Вера Ильинична - Григорий Канович 3 стр.


Другое местечко для фотокарточки она найдет. А вот где она найдет местечко для себя? Где оно, ее "историческое" место - в шахтерском Копейске рядом с могилами горного мастера Ильи Филатова, отказавшего ей в родительском благословении, и матери Анисьи Киприяновны, или рядом с Ефимом в вольном, все еще не опохмелившемся от победы над русскими оккупантами Вильнюсе, или где-нибудь под кипарисами на курортном кладбище на Святой земле? Ефим когда-то рассказывал про одного знаменитого поляка - маршала Пилсудского, который завещал соратникам и родне похоронить его сердце в Литве, в Вильнюсе, а другие останки - на родине, в Польше. Ах, если бы каждый, как этот маршал, мог так распорядиться своими бренными останками: сердце - тут, а остальное - там… Ах, если бы мог!..

Где же наше место, Господи?

III

Ей никуда не хотелось ехать. Она хотела только одного - чтобы поскорей уехали Семён и Илана и перестали ее дергать и уговаривать.

У Веры Ильиничны не было больше сил выслушивать ежедневные упреки Семёна, его раздражающие искренней ли, показной ли заботливостью предостережения или умилительные призывы Иланы, которые неизменно начинались с одной и той же вводной фразы: "А ты, мамуля, знаешь?.." Единственный человек, кто "не обрабатывал" упрямицу-бабушку, был всеобщий любимец - девятнадцатилетний Павлик. Но и со стороны внука Вера Ильинична со дня на день ждала хорошо подготовленного его родителями артобстрела.

С особым рвением за ее отъезд по-прежнему ратовал неуемный Семён, у которого был солидный стаж агитатора, участника избирательных кампаний в Верховный Совет СССР и прочие руководящие органы… Он даже был доверенным лицом маршала Устинова, которого никогда в глаза не видел.

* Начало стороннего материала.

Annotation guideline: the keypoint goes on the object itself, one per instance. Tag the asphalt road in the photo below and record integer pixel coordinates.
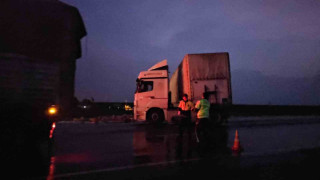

- А вы, мамуля, - брал он напрокат излюбленную фразу Иланы, - знаете, что в вашем возрасте оставаться одной неразумно. Ровно через месяц в нашу квартиру въедут новые хозяева, - терпеливо и обстоятельно втолковывал он ей. - Если вы не передумаете, мы, к сожалению, будем вынуждены приобрести для вас однокомнатное жилье, надеюсь, временное. К поиску, как вы понимаете, я приступаю немедленно. В случае удачи у вас ровно через месяц начнется жизнь со многими неизвестными: неизвестные соседи, неизвестный участковый врач, неизвестные почтальон, продавщицы и тэпэ, и тэдэ… Раньше мы вас, мамуля, могли передать в верные руки Ривкиных с четвертого этажа. Но Ривкины уехали на пэжэ в Милуоки. Могли пойти на поклон к майору Александру Петровичу Веденееву. Но, как вам известно, Александр Петрович обменял древний Вильнюс на юную Калининградскую область. Даже пьянчужка Варанаускас не отказался бы за пол-литра помочь. Но кто, случись с вами, не дай Бог, приступ печени или грудной жабы, к вам на новом месте придет на помощь? Кто? Ношпа и валокордин, безусловно, замечательные лекарства, но родные люди во сто крат лучше. Своим упрямством вы обрекаете себя и нас на совершенно ненужные трудности…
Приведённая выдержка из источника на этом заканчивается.